Cookbooks: Keep it Vegan

There's a definite move towards more plant-based eating these days as we become more aware of health and environmental issues, as well as ethical considerations of farming animals.

Two recent vegan cookbooks arrived on my desk.

The better is Keep it Vegan: over 100 simple, healthy and delicious dishes by Aine Carlin (Kyle Books).

The Irish-born food writer explains briefly how and why she changed from a meat eater and lover of dairy to a vegan four years ago, and lists store-cupboard essentials, then launches into her recipes.

They are fresh and inviting, and she offers recipes for the more difficult situations, such as parties, where she expects only vegetable crudites and dips.

Instead she offers party frittatas, cashew cheese, Bloody Mary bruschetta, little asparagus and caramelised red onion tarts, and even a vegetable version of sushi.

It's nicely illustrated and I will certainly be cooking from it.



The other, Vegan Cookbook for Beginners (Rockridge Press), is less personalised, with lengthy introductions about health, the environment and animal welfare, shopping guides and meal plans, and lacks illustrations.

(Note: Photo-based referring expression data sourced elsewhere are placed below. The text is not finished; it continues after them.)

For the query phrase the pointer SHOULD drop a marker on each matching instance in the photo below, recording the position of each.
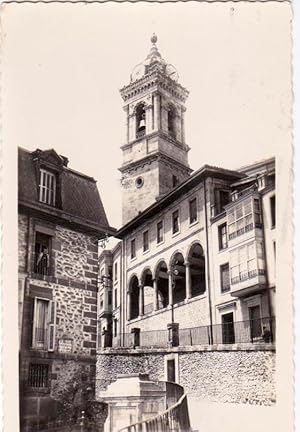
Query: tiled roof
(79, 195)
(181, 189)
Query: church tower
(155, 155)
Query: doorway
(171, 370)
(255, 322)
(228, 328)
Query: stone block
(89, 300)
(90, 274)
(90, 315)
(89, 329)
(88, 344)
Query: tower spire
(155, 155)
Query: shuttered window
(43, 331)
(47, 187)
(38, 375)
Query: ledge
(187, 349)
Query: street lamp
(174, 273)
(173, 328)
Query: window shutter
(51, 327)
(33, 316)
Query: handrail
(171, 423)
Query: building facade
(61, 219)
(196, 250)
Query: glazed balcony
(248, 282)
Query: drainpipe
(266, 266)
(208, 266)
(123, 289)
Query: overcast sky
(63, 66)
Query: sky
(63, 66)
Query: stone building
(61, 219)
(191, 284)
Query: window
(140, 121)
(43, 331)
(42, 254)
(243, 218)
(160, 234)
(38, 375)
(224, 199)
(109, 298)
(145, 241)
(116, 272)
(223, 243)
(171, 122)
(47, 187)
(175, 181)
(171, 370)
(273, 211)
(193, 210)
(224, 274)
(132, 249)
(221, 199)
(175, 221)
(115, 327)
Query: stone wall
(76, 255)
(75, 313)
(217, 375)
(22, 241)
(190, 313)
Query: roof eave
(204, 172)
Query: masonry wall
(22, 241)
(190, 313)
(72, 285)
(220, 375)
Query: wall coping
(184, 349)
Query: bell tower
(155, 155)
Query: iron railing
(174, 419)
(260, 330)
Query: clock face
(172, 72)
(138, 72)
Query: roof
(258, 167)
(181, 189)
(79, 198)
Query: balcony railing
(251, 331)
(174, 419)
(40, 340)
(141, 133)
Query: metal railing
(141, 133)
(260, 330)
(247, 275)
(174, 419)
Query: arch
(147, 277)
(179, 277)
(196, 260)
(140, 120)
(162, 281)
(134, 297)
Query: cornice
(59, 216)
(155, 81)
(159, 134)
(151, 158)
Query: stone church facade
(61, 219)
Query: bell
(142, 124)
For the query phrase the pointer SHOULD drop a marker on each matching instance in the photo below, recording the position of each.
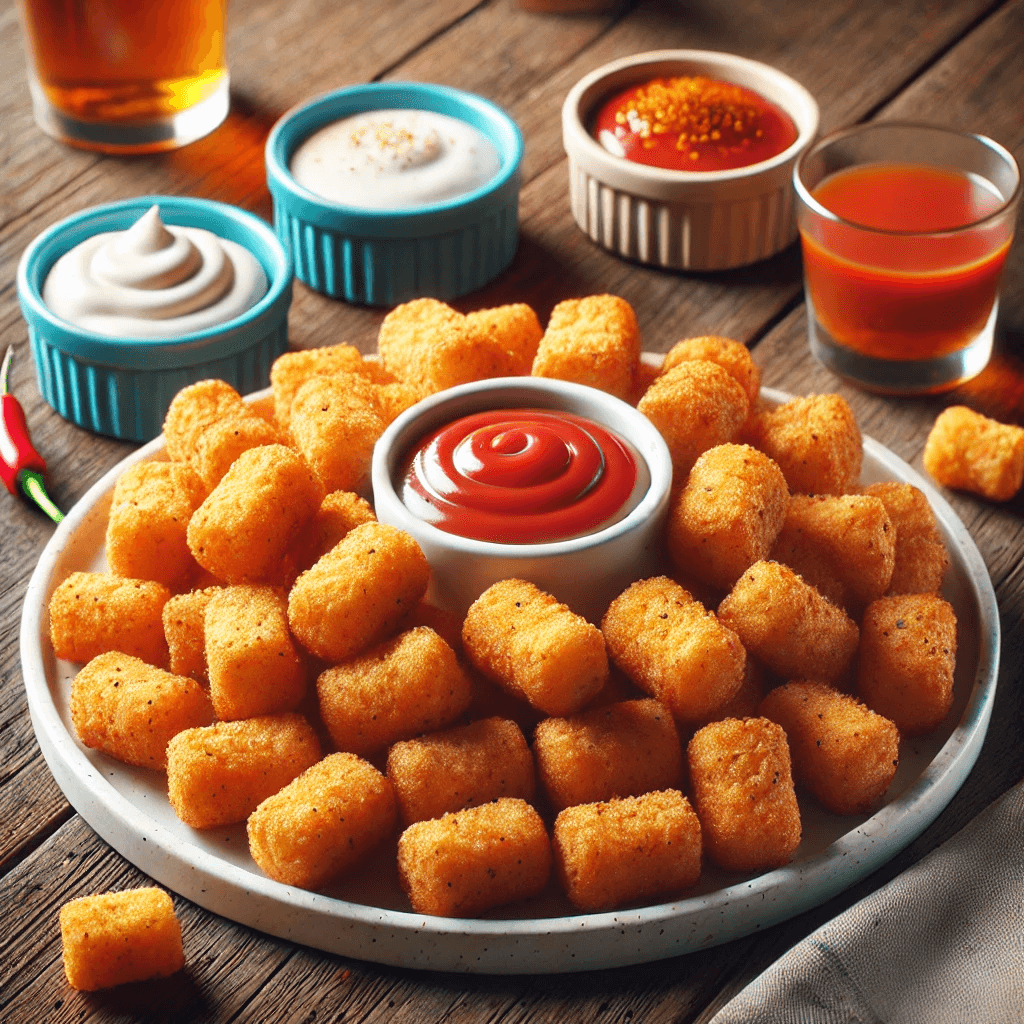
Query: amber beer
(127, 75)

It is an American publication, although there is no author mentioned.

The recipes include many sauces and dressings, salads, soups, stews and mains, as well a goodly list of indulgent desserts and baked goods.



Clean eating is another name for eating fresh, healthy, unprocessed food, and cutting out refined grains, sugar, sodas, juices, processed foods and fatty meats, but it has become a bit of a buzzword recently.


For those who like to follow diets with meal plans and rules, The Clean Eating Cookbook and Diet (Rockridge Press) will explain how and give a lot of advice as well as recipes.

They specify the season they are appropriate for, whether they are quick and easy, and/or budget friendly.



Power Foods Cookbook (Healdsburg Press) is about healthy eating for the brain and body by eating the right foods (with omega-3 fats among other nutrients) and eliminating the wrong ones (unhealthy fats, processed and fast foods, lots of meat, and metals from overdosing on multivitamins).

It is based on Dr Neal Barnard's Power Foods for the Brain and Mark Hyman's The Ultramind Solution, which recommend plant-based diets with only a little dairy and meat.

They are sensible approaches and may well involve a lifestyle change, but a good one.